My goal was to go to Tetouan and then to Chefchaouen, but at the moment I felt more like going to a small non-touristy place.
So I started hitchhiking and was asking for Fnideq, a small City on the way and after waiting not too long a mini bus stopped for me. When I told them that I want to go to Findeq and I don’t have any money (which was actually more or less true because neither did I see an ATM on the way, nor did I know the exchange rate) they said “Ah, no problem!”.
They took me for a few km’s where a taxi was waiting. One of the young guys on the bus got off with me. He walked to the taxi, told the driver to take me to Fnideq and paid for me.
Overwhelmed by this generosity I felt like when I was in Iran.
I thanked the guy, through my backpack in the trunk and cramped myself in the taxi, where I shared the passenger seat with a corpulent young boy who took about 2/3 of the seat and left the other 1/3 for me.
After one hour being squeezed against the window of an old and rusty Mercedes-Benz I managed to unfold myself in Fnideq. I planned to stay a few days in Fnideq, do some writing and get some things sorted out.
I was asking around for a cheap place to stay and people were giving me directions to a cheap hotel and at the same time secretly putting some hash in my hand, saying “for free!”.

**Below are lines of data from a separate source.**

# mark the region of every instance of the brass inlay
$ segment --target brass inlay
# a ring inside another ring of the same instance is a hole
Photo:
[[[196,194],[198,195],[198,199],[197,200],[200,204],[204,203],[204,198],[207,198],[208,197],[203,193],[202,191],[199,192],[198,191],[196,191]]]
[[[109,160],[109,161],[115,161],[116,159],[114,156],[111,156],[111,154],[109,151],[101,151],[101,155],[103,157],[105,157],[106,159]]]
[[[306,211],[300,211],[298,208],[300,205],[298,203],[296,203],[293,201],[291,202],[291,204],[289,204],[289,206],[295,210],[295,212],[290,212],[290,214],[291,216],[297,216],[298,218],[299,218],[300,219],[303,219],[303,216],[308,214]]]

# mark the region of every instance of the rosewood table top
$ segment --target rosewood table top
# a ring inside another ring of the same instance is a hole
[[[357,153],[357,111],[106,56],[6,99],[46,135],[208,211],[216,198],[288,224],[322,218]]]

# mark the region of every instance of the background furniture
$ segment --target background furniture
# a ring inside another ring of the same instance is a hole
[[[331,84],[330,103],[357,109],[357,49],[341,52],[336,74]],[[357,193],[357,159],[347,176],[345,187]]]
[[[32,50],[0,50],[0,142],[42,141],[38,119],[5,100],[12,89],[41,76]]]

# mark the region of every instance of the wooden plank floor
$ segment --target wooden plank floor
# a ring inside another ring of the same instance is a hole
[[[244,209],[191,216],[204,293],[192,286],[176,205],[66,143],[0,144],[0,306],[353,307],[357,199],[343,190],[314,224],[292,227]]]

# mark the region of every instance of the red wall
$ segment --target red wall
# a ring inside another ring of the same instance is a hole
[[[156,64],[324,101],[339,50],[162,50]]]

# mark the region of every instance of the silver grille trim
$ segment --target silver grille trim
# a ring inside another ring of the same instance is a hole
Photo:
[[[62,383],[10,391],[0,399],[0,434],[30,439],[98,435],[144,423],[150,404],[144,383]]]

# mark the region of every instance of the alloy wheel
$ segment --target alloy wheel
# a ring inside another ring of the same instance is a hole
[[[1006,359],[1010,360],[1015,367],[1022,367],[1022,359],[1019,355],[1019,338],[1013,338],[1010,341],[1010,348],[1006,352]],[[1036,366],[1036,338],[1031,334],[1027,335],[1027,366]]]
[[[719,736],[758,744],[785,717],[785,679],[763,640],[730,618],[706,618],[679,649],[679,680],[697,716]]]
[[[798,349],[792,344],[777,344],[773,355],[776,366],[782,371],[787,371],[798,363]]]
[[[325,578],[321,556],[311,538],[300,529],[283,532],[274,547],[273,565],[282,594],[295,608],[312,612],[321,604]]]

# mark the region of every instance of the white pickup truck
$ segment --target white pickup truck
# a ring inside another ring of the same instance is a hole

I asked a few more people for directions and one friendly Moroccan told me in Spanish that I should stay with him and his family. Happily I accepted and he, his name was Mohammed and he said I’m welcome to stay with him as long as I want.
On my first day in Morocco and in Africa I saw that people are much poorer and therefore what might be a little criminal in Europe is totally normal over here.
But I’m happily surprised by the generosity and the hospitality of the people!
It’s four years since I made that crossing, having cycled to Algericas from Oxford. But that was tame compared with all this !!
Pleased to hear that you are encountering plenty of the genuine North african hospitality.
It’s great to read
How far did you go on that trip? What was your route? I guess on bicycle you also received a lot hospitality. Did you also camp?
I camped all the way, through France and Spain. Then I left my bike in Tangiers and travelled about Morocco by train and bus. No need to camp as there were always cheap places to stay (with a bit of negotiation). The best part was going up to the Jebel Toubkal. Though I think it would be too late in the season to climb it now.
Your adventures are truly fascinating. While your budget may be low, you are gaining some unique experience.
I’m glad you enjoy reading! 🙂
We’re glad you made it! As we’re planning a trip to France, Spain, Portugal and then Morocco in summer, we’ve heard that it is quite difficult to cross from Spain to Morocco. Although, I suppose it is even more difficult to go back as they’re scared of drug dealers.
Yes, probably it’s more difficult to go back. Also because of the immigrants going from Africa to Europe to controls could be more strict I guess.
What an awesome trip! I travel frequently, but I don’t know if I could hitchhike like that!!